= Allen Moyer =

American set designer (born 1958)

Allen Moyer (born 1958) is an American set designer particularly known for his work in operas and Broadway musicals.

Moyer grew up in Schuylkill Haven, Pennsylvania. After two years at Albright College in Reading, Pennsylvania, he transferred to Pennsylvania State University, where he earned a Bachelor of Arts degree followed by a Master of Fine Arts degree from New York University/Tisch School of the Arts, where he studied with Oliver Smith and John Conklin. His designs have appeared in celebrated productions at the New York City Opera, the San Francisco Opera, the Santa Fe Opera, the Opera Theatre of Saint Louis, and the Seattle Opera. He notably staged the world premiere of Ricky Ian Gordon's The Grapes of Wrath at the Minnesota Opera in 2007. He designed his first set for the Metropolitan Opera for their new production of Gluck's Orfeo ed Euridice which premiered on May 2, 2007.

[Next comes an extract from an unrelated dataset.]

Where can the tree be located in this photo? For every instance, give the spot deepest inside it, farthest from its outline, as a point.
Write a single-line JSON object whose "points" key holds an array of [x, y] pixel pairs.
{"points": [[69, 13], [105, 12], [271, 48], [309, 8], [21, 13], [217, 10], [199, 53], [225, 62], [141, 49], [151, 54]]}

Moyer worked for the first time on Broadway for the 1996 revival of Tartuffe. He has since designed sets for thirteen more Broadway shows, notably winning an Obie Award and garnering Tony Award and Drama Desk Award nominations for his work on the 2006 musical Grey Gardens. He was also nominated for a Drama Desk Award in 1999 for his set design in the play That Championship Season.

He also designed the Delibes ballet SYLVIA for The San Francisco Ballet, and ROMEO AND JULIET: ON MOTIFS OF SHAKESPEARE (for the Mark Morris Dance Group) both choreographed by Mr. Morris.

In 2014, he was awarded Penn State's Arts and Architecture Alumni Award from the School of Theatre.